Pandas integration
This section explains how to use beavers with pandas.
ETF value calculation example
In this example we want to calculate the value of ETFs. If you are not familiar with ETFs, think about them as just a basket of shares.
Starting with a table of individual share prices:
import pandas as pd
price_table = pd.DataFrame.from_records(
[
{"ticker": "AAPL", "price": 174.79},
{"ticker": "GOOGL", "price": 130.25},
{"ticker": "MSFT", "price": 317.01},
{"ticker": "F", "price": 12.43},
{"ticker": "GM", "price": 35.28},
],
)
price_dtypes = price_table.dtypes
ticker | price |
---|---|
AAPL | 174.79 |
GOOGL | 130.25 |
MSFT | 317.01 |
F | 12.43 |
GM | 35.28 |
And another table containing the composition of each ETF:
etf_composition_table = pd.DataFrame.from_records(
[
{"etf": "TECH", "ticker": "AAPL", "quantity": 2.0},
{"etf": "TECH", "ticker": "GOOGL", "quantity": 2.0},
{"etf": "TECH", "ticker": "MSFT", "quantity": 1.0},
{"etf": "CARS", "ticker": "F", "quantity": 3.0},
{"etf": "CARS", "ticker": "GM", "quantity": 2.0},
],
)
etf_composition_dtypes = etf_composition_table.dtypes
etf | ticker | quantity |
---|---|---|
TECH | AAPL | 2.0 |
TECH | GOOGL | 2.0 |
TECH | MSFT | 1.0 |
CARS | F | 3.0 |
CARS | GM | 1.0 |
In a few line of pandas
we can derive the value of each ETF:
def calculate_etf_value(
etf_composition: pd.DataFrame, price: pd.DataFrame
) -> pd.DataFrame:
return (
etf_composition.merge(price, left_on="ticker", right_on="ticker", how="left")

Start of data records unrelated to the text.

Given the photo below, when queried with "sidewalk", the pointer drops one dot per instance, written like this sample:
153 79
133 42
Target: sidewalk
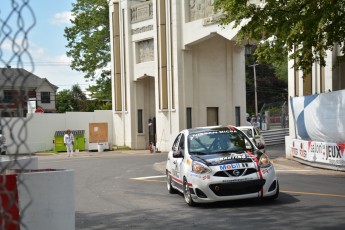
96 153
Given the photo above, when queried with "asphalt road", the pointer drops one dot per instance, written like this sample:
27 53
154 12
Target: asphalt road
127 190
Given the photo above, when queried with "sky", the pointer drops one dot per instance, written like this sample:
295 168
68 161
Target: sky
46 43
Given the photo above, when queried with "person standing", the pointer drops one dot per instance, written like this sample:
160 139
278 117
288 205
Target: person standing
69 142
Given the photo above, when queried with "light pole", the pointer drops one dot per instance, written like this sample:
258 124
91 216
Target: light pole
255 91
248 52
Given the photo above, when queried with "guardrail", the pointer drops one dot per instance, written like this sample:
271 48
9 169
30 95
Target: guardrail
275 136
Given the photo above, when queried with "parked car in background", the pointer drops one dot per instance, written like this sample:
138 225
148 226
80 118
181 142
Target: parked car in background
219 163
3 147
255 135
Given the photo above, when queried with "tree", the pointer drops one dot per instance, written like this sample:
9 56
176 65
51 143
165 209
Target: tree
305 29
63 101
70 100
88 41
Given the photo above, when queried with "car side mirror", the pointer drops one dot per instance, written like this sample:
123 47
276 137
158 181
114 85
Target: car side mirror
261 146
177 154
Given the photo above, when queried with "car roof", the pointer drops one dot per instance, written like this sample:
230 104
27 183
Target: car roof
245 127
208 128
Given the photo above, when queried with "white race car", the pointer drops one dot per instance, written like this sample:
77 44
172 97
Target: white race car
219 163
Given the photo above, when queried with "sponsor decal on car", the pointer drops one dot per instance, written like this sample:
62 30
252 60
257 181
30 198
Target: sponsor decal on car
266 170
230 166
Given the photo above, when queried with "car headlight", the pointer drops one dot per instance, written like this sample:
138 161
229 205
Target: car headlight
200 168
264 161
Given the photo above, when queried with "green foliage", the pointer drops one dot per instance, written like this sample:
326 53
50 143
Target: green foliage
305 29
88 41
76 100
63 101
102 89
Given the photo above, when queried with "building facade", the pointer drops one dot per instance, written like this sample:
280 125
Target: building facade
20 90
173 67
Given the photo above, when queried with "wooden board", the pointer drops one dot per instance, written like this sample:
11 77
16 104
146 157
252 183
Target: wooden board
98 132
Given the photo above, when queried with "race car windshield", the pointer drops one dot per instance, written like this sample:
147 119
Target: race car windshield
212 142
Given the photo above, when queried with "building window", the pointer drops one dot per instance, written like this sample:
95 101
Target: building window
212 116
189 118
45 97
238 115
307 84
140 121
322 79
8 97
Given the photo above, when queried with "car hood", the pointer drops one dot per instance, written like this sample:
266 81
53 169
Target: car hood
227 158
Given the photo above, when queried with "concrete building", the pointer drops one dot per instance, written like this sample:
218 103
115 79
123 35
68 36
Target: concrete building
173 67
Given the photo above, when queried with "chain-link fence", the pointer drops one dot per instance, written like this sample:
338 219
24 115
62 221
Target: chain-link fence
17 19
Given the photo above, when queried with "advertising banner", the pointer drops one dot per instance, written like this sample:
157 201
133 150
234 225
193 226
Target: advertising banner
319 152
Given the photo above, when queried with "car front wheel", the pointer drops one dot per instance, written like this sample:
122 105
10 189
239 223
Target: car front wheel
187 194
169 185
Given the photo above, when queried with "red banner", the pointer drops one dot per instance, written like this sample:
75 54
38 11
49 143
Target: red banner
9 210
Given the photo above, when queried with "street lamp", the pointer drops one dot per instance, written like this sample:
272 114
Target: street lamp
248 49
255 91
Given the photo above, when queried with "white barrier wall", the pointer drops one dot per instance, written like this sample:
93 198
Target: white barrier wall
35 132
14 162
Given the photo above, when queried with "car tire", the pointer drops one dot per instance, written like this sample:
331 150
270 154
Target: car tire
169 185
186 193
275 196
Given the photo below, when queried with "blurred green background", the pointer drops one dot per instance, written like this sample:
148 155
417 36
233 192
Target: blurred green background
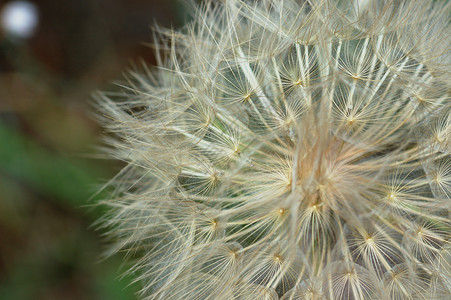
48 170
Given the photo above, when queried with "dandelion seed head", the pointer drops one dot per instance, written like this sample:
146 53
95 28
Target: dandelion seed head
288 150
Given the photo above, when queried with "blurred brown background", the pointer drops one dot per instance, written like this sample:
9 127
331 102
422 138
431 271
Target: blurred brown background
48 246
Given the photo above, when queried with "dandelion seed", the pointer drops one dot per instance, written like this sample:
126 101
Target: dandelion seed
288 150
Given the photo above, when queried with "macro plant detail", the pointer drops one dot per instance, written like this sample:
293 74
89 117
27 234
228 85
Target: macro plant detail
288 150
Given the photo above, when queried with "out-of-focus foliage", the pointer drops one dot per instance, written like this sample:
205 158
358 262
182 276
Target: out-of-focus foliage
48 163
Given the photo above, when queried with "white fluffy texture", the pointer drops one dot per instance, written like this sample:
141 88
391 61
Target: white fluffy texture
289 150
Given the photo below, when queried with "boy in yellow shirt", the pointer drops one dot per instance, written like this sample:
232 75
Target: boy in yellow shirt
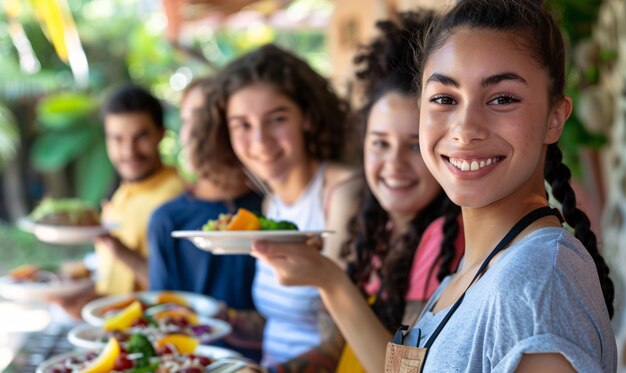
133 126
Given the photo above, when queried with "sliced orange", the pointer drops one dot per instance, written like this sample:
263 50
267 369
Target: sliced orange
171 297
184 344
244 220
105 362
124 319
118 305
24 272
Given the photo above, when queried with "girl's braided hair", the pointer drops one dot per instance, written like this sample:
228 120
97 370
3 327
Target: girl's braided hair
387 65
538 32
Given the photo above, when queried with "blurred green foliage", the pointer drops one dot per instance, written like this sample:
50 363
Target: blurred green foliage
577 18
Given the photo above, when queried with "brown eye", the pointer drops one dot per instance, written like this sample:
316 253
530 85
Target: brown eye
443 100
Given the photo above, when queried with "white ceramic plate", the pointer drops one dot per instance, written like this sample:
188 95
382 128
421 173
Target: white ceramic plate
202 350
64 235
39 291
240 242
90 337
203 305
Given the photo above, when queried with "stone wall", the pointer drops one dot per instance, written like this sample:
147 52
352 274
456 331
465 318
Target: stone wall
607 113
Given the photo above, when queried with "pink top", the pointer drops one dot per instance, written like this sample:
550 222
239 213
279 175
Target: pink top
423 282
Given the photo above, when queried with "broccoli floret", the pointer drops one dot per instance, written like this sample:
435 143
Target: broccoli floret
284 225
147 369
273 225
211 225
139 343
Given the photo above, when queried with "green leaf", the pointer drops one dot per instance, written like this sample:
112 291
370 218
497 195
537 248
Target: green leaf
54 150
66 110
94 173
9 136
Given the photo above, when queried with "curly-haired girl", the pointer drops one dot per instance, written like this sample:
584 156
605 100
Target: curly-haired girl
397 238
273 114
530 295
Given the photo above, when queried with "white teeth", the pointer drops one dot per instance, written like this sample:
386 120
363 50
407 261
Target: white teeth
473 165
397 183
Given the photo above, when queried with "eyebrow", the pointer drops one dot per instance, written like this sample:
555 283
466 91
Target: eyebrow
385 134
445 80
492 80
275 110
495 79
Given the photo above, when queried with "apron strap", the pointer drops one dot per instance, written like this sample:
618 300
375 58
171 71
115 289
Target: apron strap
517 229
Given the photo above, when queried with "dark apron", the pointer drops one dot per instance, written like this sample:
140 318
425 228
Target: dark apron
407 359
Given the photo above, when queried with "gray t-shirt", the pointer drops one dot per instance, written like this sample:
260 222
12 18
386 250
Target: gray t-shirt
541 295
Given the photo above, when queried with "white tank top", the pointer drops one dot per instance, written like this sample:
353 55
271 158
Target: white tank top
291 313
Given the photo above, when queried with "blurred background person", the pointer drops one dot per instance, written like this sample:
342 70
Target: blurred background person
272 113
405 237
177 264
133 127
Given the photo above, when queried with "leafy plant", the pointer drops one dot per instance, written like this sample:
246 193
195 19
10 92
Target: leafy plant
9 136
71 136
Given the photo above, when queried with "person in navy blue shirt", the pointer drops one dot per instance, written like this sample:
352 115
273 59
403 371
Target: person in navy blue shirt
177 264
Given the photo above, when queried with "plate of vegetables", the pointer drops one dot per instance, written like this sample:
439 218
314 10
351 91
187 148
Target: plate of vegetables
36 283
138 354
235 233
65 221
100 311
205 330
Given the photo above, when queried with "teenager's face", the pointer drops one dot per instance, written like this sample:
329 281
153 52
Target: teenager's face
485 118
193 101
266 131
394 169
132 141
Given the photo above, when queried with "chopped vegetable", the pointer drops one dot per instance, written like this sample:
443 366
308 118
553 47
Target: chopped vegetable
139 343
225 222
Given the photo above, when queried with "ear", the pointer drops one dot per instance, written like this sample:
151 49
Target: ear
558 116
161 132
306 122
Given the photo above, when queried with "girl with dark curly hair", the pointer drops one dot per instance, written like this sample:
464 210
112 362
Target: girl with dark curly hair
271 113
531 295
173 262
398 245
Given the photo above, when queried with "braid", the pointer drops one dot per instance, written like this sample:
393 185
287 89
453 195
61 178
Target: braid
558 175
451 230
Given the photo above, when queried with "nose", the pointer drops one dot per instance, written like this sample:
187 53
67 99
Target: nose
468 125
259 134
128 148
398 158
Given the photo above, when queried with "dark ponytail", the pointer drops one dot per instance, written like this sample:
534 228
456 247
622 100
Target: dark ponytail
558 175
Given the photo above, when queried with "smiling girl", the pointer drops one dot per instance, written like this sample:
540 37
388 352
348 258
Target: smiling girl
276 116
399 249
530 296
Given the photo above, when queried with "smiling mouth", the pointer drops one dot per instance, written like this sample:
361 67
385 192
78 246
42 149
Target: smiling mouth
475 164
398 183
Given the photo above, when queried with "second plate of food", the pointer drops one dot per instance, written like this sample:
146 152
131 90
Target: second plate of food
240 242
94 337
96 311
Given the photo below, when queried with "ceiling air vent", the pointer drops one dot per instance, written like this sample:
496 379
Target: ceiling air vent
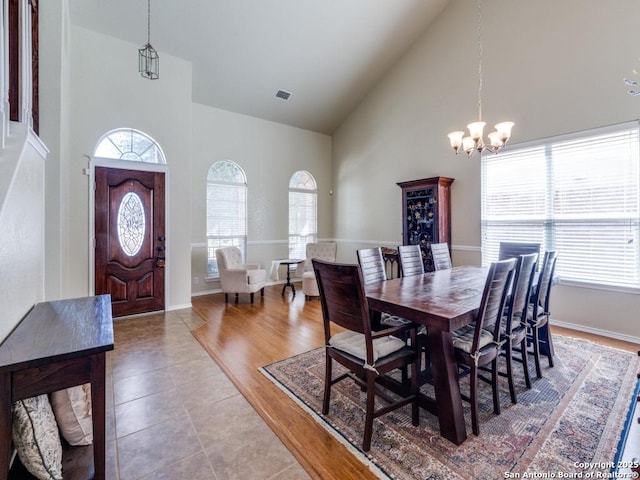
283 95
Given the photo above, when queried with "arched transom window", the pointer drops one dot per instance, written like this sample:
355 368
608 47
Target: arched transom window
303 222
226 211
129 144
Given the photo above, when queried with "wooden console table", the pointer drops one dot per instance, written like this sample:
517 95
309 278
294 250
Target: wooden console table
57 345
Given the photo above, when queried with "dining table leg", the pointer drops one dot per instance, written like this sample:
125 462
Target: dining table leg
447 388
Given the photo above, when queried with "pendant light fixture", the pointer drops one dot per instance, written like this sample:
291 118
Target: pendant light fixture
474 141
148 60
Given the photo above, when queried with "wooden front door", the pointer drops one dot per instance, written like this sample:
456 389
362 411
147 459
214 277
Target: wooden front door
130 239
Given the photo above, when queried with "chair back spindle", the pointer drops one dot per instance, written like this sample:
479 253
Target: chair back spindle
441 256
372 265
411 262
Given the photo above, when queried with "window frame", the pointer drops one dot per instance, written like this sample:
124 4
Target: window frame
561 221
126 154
301 182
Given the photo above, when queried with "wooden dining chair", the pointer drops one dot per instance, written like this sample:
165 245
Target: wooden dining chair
411 261
478 344
515 249
368 356
515 327
440 256
538 316
373 270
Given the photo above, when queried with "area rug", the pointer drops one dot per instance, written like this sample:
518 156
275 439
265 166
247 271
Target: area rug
567 426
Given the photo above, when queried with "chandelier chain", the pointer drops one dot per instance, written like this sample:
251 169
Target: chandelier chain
474 141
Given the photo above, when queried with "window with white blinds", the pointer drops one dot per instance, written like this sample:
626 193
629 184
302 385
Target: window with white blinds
576 194
303 213
226 211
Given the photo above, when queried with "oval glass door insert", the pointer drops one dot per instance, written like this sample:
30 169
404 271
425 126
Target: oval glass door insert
131 224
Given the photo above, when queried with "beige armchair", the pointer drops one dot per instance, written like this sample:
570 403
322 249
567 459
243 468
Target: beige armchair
322 251
236 277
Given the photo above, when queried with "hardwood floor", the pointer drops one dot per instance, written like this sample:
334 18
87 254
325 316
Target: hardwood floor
243 337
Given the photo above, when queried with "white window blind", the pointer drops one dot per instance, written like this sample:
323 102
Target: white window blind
578 195
303 208
226 211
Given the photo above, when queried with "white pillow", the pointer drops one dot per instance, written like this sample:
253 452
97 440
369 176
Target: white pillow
72 408
35 435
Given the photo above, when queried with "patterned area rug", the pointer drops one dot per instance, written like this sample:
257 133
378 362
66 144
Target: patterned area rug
567 426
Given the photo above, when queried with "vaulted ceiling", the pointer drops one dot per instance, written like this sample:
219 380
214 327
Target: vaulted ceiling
327 53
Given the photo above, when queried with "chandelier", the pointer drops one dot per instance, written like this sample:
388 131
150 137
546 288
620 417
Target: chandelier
148 59
474 142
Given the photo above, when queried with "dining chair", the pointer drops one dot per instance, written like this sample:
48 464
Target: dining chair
514 327
479 343
538 316
440 256
514 249
323 251
411 262
368 356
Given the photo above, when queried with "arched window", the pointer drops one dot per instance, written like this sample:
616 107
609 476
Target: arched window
129 144
303 222
226 211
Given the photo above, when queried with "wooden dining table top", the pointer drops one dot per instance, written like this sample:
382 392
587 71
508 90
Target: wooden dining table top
444 299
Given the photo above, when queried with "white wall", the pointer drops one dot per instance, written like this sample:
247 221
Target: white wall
22 240
269 153
107 92
552 67
53 68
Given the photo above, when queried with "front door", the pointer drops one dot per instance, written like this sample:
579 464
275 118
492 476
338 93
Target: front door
130 239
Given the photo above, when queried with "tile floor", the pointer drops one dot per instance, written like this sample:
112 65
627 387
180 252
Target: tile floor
173 414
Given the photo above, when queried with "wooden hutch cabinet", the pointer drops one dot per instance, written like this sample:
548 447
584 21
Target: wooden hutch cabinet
426 214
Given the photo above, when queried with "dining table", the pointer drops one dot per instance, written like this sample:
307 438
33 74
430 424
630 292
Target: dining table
443 301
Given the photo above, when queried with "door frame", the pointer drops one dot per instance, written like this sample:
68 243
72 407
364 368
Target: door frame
126 165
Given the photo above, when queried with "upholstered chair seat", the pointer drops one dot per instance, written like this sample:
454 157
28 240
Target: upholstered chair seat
236 277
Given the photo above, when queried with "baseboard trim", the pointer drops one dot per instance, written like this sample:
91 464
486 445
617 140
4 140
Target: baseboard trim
596 331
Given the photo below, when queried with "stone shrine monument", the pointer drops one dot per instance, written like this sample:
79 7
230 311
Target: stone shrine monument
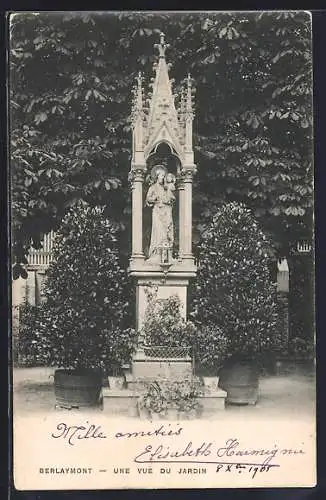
161 176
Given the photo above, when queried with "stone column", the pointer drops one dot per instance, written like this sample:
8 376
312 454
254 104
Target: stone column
283 298
137 213
181 219
187 214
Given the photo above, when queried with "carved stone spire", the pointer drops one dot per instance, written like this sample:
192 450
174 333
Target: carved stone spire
155 118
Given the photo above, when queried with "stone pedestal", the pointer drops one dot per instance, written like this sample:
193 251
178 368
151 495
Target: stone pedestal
173 282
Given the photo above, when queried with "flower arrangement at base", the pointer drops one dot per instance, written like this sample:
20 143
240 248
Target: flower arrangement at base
172 398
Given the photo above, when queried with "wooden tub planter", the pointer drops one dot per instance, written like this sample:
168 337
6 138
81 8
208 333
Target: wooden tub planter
77 388
240 380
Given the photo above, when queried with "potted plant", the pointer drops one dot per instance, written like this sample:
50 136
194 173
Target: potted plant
210 349
234 291
86 302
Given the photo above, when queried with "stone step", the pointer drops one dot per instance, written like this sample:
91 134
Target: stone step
123 402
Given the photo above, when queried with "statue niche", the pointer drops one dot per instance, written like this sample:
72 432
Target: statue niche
161 199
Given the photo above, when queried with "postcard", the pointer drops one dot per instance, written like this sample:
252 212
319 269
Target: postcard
161 173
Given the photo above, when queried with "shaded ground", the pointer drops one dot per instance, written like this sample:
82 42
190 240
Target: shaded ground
281 396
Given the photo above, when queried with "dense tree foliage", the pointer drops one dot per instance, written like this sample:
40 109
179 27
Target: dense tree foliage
70 82
233 288
86 315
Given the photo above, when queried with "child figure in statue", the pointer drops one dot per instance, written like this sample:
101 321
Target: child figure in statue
160 197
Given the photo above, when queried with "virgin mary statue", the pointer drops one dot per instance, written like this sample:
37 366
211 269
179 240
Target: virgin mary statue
160 197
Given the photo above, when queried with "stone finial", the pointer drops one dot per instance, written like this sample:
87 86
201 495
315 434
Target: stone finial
162 46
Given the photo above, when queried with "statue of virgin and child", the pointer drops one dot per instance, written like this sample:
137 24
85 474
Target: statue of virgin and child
161 198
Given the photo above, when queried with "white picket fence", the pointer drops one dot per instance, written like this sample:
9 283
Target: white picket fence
42 257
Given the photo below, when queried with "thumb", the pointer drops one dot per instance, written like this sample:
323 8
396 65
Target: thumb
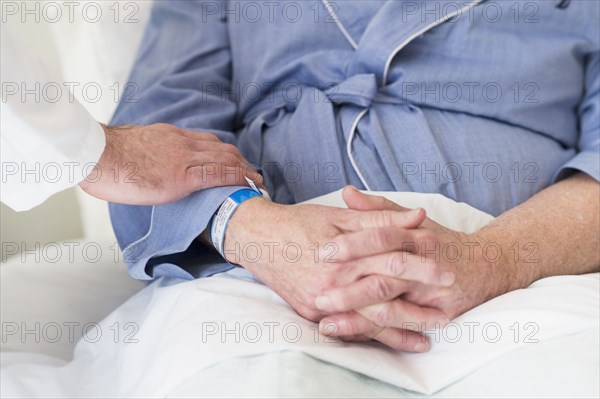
359 201
356 200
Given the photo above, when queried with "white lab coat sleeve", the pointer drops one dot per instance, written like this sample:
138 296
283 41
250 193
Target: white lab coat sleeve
49 142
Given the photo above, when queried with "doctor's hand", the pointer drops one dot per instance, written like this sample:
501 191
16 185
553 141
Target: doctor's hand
301 251
161 163
387 314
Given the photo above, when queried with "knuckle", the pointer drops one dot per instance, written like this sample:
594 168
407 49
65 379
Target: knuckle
395 264
230 148
386 218
379 238
432 270
379 288
343 248
427 239
384 315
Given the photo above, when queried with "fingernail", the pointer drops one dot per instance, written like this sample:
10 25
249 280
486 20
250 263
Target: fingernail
447 279
324 302
422 346
415 211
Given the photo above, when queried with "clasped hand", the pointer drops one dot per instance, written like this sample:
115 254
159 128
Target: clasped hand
370 272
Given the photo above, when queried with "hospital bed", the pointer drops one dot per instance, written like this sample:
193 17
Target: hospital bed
81 327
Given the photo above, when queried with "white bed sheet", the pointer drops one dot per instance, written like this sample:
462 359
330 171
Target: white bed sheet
175 350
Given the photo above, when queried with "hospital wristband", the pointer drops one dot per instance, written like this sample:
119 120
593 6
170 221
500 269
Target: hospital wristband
221 218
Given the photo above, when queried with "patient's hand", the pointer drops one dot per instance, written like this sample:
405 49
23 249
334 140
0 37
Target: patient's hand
161 163
390 315
301 250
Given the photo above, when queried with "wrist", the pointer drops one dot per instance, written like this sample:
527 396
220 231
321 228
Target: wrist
496 255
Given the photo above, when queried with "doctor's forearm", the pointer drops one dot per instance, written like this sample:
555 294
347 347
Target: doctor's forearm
556 232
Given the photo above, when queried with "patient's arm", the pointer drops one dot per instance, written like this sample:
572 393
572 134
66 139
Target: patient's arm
556 233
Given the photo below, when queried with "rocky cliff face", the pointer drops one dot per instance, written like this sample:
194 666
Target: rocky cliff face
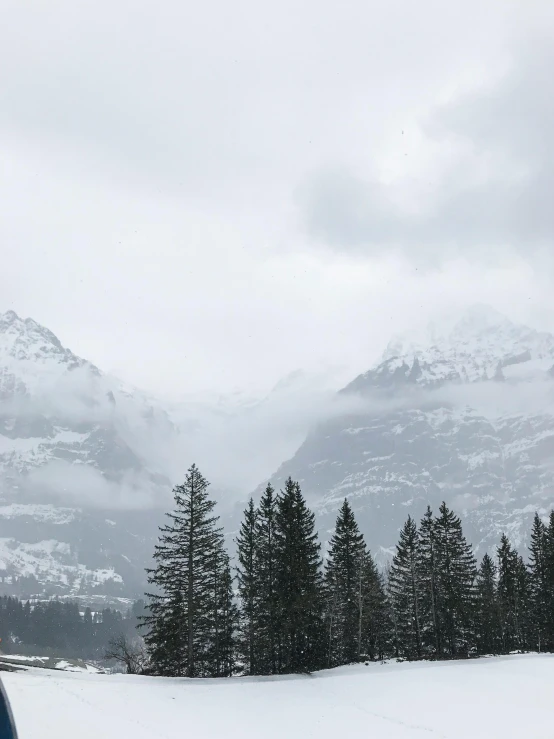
465 416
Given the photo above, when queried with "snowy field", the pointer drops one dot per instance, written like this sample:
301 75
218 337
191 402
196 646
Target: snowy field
510 697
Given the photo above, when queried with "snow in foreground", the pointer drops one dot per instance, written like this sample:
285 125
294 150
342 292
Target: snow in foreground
488 698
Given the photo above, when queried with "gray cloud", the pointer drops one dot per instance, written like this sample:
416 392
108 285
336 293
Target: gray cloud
494 196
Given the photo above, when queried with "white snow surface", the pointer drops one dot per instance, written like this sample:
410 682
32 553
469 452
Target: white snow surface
504 698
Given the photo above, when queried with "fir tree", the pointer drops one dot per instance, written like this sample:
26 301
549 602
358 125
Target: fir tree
298 583
488 627
541 598
456 574
268 612
344 589
405 592
180 624
375 619
513 597
432 636
248 586
224 618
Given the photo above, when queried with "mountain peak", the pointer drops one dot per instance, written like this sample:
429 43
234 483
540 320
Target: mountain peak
468 349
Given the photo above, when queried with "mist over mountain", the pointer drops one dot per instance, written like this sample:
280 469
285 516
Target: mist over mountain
463 412
87 462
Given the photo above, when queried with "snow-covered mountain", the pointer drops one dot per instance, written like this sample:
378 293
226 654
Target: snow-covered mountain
464 415
85 466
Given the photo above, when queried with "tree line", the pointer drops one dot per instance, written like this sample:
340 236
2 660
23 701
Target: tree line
63 627
285 608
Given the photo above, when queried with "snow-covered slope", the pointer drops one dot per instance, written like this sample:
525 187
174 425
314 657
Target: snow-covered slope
465 416
498 698
83 460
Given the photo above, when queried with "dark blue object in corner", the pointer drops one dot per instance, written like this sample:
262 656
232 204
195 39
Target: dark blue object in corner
7 726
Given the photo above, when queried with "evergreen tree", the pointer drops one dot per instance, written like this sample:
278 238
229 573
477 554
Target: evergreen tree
375 619
488 627
298 583
268 613
513 597
405 592
344 589
224 619
248 585
456 575
540 593
432 636
181 627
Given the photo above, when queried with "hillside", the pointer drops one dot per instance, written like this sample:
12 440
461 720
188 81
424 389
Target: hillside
498 698
466 416
85 464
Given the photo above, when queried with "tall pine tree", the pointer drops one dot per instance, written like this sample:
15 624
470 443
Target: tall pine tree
456 575
540 592
182 625
248 555
513 597
344 589
298 583
432 632
405 590
487 625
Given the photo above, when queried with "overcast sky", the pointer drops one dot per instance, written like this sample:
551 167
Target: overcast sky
205 196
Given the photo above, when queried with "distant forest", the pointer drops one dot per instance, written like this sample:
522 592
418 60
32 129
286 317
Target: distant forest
286 607
62 628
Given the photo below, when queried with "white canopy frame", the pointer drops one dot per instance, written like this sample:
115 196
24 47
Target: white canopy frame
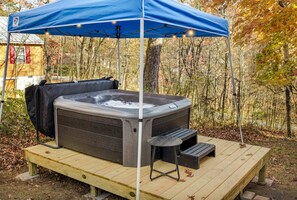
141 73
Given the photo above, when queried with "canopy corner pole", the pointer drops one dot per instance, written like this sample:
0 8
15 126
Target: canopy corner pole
140 117
119 54
4 76
234 90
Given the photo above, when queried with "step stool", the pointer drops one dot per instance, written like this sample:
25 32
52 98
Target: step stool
190 152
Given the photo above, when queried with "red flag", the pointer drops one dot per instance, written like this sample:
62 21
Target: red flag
12 54
28 57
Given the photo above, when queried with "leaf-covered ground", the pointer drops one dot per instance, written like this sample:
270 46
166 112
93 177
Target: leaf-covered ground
49 185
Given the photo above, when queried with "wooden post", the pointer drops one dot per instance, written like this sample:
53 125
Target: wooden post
262 172
94 191
32 168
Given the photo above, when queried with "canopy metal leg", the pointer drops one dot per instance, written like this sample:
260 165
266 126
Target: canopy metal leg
4 76
119 63
234 91
119 54
141 66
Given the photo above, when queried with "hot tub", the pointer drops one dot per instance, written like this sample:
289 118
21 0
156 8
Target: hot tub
104 124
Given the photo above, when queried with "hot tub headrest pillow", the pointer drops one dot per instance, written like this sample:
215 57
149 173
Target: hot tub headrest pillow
40 99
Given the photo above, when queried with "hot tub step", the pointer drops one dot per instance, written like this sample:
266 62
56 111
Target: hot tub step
191 157
183 133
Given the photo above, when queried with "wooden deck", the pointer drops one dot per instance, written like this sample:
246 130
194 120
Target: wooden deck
220 177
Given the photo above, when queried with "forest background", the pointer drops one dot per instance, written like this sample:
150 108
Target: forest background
264 48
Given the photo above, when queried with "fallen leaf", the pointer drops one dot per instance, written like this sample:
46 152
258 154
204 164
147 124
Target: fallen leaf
191 197
189 173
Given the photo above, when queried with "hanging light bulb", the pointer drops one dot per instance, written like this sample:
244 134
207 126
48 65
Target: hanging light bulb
191 33
47 33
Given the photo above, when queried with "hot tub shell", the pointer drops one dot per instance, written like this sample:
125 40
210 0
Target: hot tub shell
83 123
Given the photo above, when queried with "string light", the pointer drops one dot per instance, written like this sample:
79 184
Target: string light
191 33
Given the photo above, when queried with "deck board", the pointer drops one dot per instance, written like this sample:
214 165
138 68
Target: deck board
220 177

.assign(values=lambda x: x["price"] * x["quantity"])
.groupby("etf")
.aggregate([("value", "sum")])
)
etf_value_table = calculate_etf_value(
etf_composition=etf_composition_table, price=price_table
)
etf | value |
---|---|
TECH | 927.09 |
CARS | 72.57 |
ETF value calculation DAG
Once the business logic of the calculation is writen and tested it can be added into a Dag.
We'll be using the Dag pd
helper which makes it easier to deal with pandas
table in beavers.
First we define two source streams, made of pandas.DataFrame
:
from beavers import Dag
dag = Dag()
price_source = dag.pd.source_df(dtypes=price_dtypes, name="price")
etf_composition_source = dag.pd.source_df(
dtypes=etf_composition_dtypes, name="etf_composition"
)
Then we keep track of the latest value for each source stream:
price_state = dag.pd.latest_by_keys(price_source, ["ticker"])
etf_composition_state = dag.pd.latest_by_keys(
etf_composition_source,
["etf", "ticker"],
)
Lastly we put together the share prices and ETF composition:
etf_value_state = dag.state(calculate_etf_value).map(
etf_composition_state,
price_state,
)
And that's it:
price_source.set_stream(price_table)
etf_composition_source.set_stream(etf_composition_table)
dag.execute()
pd.testing.assert_frame_equal(etf_value_state.get_value(), etf_value_table)